The State Administration of Foreign Experts Affairs (SAFEA) has issued an “urgent notice” regarding the hiring practices of foreign teachers in China after two stories about sex offenders teaching in China broke last week.
“Such cases are not common. The overwhelming majority of foreign teachers in China are outstanding,” Xia Bing, director of the Department of Cultural and Educational Experts under the State Administration of Foreign Experts Affairs, according to the China Daily.
Xia explained that more than 180,000 cultural and educational foreign professionals worked in China in 2011, “But at the same time we should be on guard and use the recent negative case to scare off those who want to come to our country with bad motives,” he said.
Indicating that criminal record proof should be offered from police departments in the foreigners’ home countries, Xia said there is no way that this information can be guaranteed and that ultimately responsibility rests largely with foreigners wanting to work in China volunteering the information upon entering China.

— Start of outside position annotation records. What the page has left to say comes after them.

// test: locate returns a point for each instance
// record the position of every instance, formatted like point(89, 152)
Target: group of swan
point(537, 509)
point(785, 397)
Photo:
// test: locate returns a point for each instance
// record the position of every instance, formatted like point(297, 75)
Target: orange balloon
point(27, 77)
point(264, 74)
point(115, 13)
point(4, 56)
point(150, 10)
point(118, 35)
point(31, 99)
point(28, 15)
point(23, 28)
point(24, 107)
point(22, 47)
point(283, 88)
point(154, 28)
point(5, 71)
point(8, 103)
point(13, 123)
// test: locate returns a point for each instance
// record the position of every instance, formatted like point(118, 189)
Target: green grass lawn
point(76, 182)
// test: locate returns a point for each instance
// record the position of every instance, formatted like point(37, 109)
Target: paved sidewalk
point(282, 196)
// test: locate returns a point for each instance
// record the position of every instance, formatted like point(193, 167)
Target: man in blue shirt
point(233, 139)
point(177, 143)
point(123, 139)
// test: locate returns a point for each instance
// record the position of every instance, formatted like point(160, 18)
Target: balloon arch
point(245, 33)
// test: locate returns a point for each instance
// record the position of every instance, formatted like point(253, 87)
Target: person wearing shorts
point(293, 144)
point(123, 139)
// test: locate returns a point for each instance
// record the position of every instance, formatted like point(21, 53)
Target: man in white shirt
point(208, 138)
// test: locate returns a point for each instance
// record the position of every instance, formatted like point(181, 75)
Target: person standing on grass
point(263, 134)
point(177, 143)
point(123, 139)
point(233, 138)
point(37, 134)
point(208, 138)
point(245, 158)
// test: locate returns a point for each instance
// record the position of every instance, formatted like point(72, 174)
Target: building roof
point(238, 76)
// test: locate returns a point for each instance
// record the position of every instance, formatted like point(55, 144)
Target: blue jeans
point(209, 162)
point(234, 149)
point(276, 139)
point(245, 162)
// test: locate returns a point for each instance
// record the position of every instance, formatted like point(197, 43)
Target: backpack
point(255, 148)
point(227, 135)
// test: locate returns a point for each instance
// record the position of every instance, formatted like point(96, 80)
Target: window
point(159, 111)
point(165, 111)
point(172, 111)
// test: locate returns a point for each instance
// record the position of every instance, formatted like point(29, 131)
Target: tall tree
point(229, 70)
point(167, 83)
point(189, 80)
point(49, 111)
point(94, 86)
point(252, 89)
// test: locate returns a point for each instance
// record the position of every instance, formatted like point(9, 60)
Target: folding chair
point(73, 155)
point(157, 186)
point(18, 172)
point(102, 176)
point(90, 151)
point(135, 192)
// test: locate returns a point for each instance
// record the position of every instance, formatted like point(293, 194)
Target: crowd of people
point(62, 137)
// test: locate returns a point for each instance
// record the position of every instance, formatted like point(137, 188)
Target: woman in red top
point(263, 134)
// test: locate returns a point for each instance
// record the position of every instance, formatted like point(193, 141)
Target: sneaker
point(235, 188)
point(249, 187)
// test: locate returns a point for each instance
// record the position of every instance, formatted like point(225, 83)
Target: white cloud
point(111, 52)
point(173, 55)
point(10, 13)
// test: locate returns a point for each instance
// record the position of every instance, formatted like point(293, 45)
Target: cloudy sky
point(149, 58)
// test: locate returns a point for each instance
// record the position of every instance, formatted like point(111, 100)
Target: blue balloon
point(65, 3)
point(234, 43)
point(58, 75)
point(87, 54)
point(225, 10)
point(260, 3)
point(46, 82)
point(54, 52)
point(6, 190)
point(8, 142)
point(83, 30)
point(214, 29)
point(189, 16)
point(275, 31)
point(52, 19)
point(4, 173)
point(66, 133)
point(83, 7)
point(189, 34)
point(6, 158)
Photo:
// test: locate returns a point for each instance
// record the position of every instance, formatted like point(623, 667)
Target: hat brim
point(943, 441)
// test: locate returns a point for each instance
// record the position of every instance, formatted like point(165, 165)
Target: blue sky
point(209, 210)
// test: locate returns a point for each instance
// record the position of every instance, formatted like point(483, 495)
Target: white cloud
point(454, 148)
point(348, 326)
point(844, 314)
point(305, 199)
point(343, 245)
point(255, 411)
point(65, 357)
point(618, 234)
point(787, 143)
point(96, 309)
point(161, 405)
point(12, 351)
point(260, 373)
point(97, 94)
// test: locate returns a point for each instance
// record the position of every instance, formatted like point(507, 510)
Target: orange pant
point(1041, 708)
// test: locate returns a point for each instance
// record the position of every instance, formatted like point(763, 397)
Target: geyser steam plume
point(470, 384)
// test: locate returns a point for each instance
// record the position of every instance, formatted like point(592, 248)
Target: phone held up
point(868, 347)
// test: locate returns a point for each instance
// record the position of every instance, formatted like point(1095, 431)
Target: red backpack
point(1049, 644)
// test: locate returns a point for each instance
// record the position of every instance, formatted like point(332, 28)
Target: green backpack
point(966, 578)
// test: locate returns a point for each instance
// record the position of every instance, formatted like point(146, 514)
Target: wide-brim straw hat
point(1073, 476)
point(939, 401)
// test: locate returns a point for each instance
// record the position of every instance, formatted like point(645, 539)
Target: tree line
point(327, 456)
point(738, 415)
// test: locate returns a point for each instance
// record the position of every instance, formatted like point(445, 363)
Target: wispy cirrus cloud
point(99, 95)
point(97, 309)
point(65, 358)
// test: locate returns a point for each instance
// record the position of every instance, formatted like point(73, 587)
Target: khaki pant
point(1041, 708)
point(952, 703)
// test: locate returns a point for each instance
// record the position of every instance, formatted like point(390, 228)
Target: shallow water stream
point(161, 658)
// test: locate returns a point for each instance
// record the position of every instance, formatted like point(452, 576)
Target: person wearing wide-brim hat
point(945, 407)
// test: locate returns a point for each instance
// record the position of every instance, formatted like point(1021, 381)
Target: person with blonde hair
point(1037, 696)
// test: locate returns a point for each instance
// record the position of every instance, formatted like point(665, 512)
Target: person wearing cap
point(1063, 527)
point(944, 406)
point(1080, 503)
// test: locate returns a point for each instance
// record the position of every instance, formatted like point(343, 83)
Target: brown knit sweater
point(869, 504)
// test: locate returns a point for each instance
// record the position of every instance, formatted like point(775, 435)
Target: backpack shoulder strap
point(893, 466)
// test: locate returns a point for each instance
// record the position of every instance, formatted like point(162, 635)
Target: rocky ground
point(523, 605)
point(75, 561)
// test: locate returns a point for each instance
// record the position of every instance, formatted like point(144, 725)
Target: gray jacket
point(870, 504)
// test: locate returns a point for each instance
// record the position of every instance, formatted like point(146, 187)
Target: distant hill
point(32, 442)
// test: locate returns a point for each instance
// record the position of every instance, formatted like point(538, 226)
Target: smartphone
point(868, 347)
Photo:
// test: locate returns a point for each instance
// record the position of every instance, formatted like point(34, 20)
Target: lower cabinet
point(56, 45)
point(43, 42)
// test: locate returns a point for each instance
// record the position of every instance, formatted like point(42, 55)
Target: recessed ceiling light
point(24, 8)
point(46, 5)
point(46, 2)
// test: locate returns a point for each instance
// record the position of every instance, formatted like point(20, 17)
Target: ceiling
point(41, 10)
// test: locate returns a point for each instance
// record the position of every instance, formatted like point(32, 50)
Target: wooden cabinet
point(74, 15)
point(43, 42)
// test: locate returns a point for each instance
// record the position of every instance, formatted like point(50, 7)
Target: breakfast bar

[SCMP] Education experts said the scandals highlighted major loopholes in the management of foreign teachers after a surge in demand in recent years, with mainlanders developing “blind trust” in Westerners in the hope of building their oral English skills.
Xiong Bingqi , deputy director of the Beijing-based 21st Century Education Research Institute, said although a set of regulations on hiring procedures for foreign teachers was in place, “they are never observed properly”.
He said mainland regulations stipulated that only schools with special qualifications could hire foreign teachers, who had to go through rigorous background checks before getting registered as “a foreign expert” and granted a work permit
“But supervision loopholes are prevalent at almost each link,” Xiong said.